静萍咬了咬唇,别开脸,压低了声音“大人过虑了。”
她不想面对他,不想看见他,每一次,面对他的时候,她的心绪便不能平静。
说不上是恨了,也说过不恨了,时光过去那么久。
但却依然不能释怀。
更不想被他认出来,所以不想说话到目前为止,没有人在他面前提过她的名讳。
无念轻叹了一声“念某虽然眼盲,心不盲,尚宫大人虽不喜在下多叨扰,但今日我是与尚宫大人商议京城疫病之事,只怕还是要叨扰了。”
说着,他伸出修白的手去摸桌上的茶水。
却不想,一下子摸到了刚刚烧开的银壶。
静萍一惊,抬手便拍开他的手“小心”
却不想她原本就心绪不宁,这般用力便过大了些,竟一下子将那银壶子整个都打翻。
滚烫的热水瞬间泼了出来。
她瞬间站了起来,就要拖开无念,却不想有人比她动作更快。
无念准确地伸出手,一把握住她的手腕大力一拽,竟将她整个人拖向另外一个方向。
两人一下子跌在一处,还滚了几滚。
“尚宫大人,你没有伤着罢”无念的声音在她耳边低低地响起,幽幽淡淡,却带着关怀。
他的呼吸轻拂过她的脸颊,莫名地带来一种熟悉又陌生的战栗。
与彼此交叠的身体,唤醒了静萍许久之前的那些记忆那交织的躯体,滴落的汗水和眼泪,无尽的颤抖混杂着屈辱的快感。
她僵如木石,不能动弹。
“尚宫大人”无念却似没有发现身下人的异常,伸手在她身上摸索着。
“你干什么”静萍终于反应了过来,尖利着嗓音,颤抖着狠狠地一把推开身上的人。
无念一下子跌撞在桌子边,额头磕上小桌,即刻就见了红。
“无念大人”进来送炭的小书和宫娥瞬间惊叫了起来,冲过去各自扶起无念和静萍。
“我无事。”无念苦笑,随后转头似在判断静萍所在的方向,歉声道“卑职只是医者习惯,担心尚宫大人被烫伤,一时间忘了尚宫大人不是卑职的病人。
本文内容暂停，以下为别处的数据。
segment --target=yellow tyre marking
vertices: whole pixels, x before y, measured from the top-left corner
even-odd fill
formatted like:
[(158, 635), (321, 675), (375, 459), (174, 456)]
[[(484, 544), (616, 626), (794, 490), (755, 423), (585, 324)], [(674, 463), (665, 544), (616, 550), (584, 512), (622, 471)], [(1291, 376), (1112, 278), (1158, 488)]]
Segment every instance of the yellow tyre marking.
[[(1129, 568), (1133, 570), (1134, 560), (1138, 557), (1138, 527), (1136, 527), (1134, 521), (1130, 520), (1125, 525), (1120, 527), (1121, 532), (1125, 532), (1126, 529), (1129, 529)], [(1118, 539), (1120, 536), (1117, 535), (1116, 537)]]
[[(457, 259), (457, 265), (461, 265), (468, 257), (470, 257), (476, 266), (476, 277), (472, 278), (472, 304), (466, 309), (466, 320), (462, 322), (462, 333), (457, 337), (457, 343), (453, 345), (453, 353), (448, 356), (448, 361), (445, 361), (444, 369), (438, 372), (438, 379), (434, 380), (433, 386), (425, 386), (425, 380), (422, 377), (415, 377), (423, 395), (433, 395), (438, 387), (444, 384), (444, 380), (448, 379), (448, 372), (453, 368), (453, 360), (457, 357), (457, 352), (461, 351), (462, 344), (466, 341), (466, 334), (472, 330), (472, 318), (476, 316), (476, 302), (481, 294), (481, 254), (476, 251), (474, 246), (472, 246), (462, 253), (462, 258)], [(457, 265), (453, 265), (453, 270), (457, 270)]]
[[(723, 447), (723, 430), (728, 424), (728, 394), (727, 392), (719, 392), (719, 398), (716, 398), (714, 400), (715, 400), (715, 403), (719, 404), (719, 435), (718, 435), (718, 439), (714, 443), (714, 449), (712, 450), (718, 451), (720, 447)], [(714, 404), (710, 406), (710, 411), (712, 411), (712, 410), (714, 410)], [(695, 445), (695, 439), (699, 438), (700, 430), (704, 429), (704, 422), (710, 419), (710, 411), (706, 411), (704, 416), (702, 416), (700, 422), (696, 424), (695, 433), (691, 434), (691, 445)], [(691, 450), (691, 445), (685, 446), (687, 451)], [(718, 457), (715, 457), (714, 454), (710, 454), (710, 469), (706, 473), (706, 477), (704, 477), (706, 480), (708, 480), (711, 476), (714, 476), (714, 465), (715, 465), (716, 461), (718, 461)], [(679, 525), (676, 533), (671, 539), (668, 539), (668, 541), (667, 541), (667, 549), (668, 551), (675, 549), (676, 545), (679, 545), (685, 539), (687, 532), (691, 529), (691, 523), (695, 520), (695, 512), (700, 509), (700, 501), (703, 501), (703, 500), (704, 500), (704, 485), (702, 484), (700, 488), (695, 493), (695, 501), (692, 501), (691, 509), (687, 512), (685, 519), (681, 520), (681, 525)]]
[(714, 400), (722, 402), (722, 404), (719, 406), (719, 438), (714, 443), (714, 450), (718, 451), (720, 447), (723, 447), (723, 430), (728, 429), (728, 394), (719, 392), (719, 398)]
”
医者父母心,病人不分性别。
何况他看不见。
静萍这才松了一口气,心情有些复杂,她沉默了片刻才道“是我小题大做了。”
她顿了顿,吩咐小书“去,带大人去处置伤处,将我房间里的人参给大人送去。”
无念起了身,只捂着额上的伤,淡淡一笑“不必了,人参活血,吊命,卑职并未命悬一线,小伤用了这大补,只怕出血更多。”
说罢,他慢慢地向门外而去,一边的小宫娥紧张地扶着他,只怕他有个闪失。
静萍看着他伸手摸摸索地慢慢前行,动作虽然依旧很优雅从容,只是那染了血色的单薄的背影却莫名地显出一种苍凉与萧索来。
“如果无念医官没有瞎的话,不知该是何等的风华”小书有些羡慕,又有些感慨地道。
“面如西岭雪,眸如天上星,玉资天成,妙笔落书,尽写天下风流。”静萍垂下眸,脑海里浮过多年前的那些门庭若市,那个人所得的赞誉。
她一手教出来的谦谦公子,如玉君子一刀刺她最深的得意弟子。
日子,一天一天的过去,落雪的日子渐渐多了起来。
宫里完全恢复了正常,上京也慢慢地恢复了生气。
家家户户都在准备过迟来的新年。
正因为遭此大劫,所以民众需要一些喜气来冲散那些沉郁,所以愈发显得热闹。
宫里更是准备庆宴,庆祝两位小殿下平安好起来,虽然秋叶白吩咐了不得大操大办。
但劫后余生,所有人都想着法儿能做得喜庆点,改善心情,又搭起了九层戏台,只愿除夕守岁能热热闹闹。
“尚宫大人,这般热闹,是在搭戏台子么”素蓝色的修长人影静静地站在阁楼边,微微抬起头看向前方,若不是他眼上蒙着纱布。
她几乎以为他真的能看见。
“嗯。”她淡淡地颔首。
这些日子过去,她虽然还不能做到在那人面前神色如常,但是语气维持正常却并不难。
那人总要回南疆的,待他离开,便永不再相见。
她会忘却一切,回复正常的她人人尊敬的尚宫大人。
无念忽然轻声道“少年时,下官也极喜欢看戏,看那台上的戏子唱得婉转动听,打得热热闹闹便是好的,后来遭遇大变,我遇见了一个人。”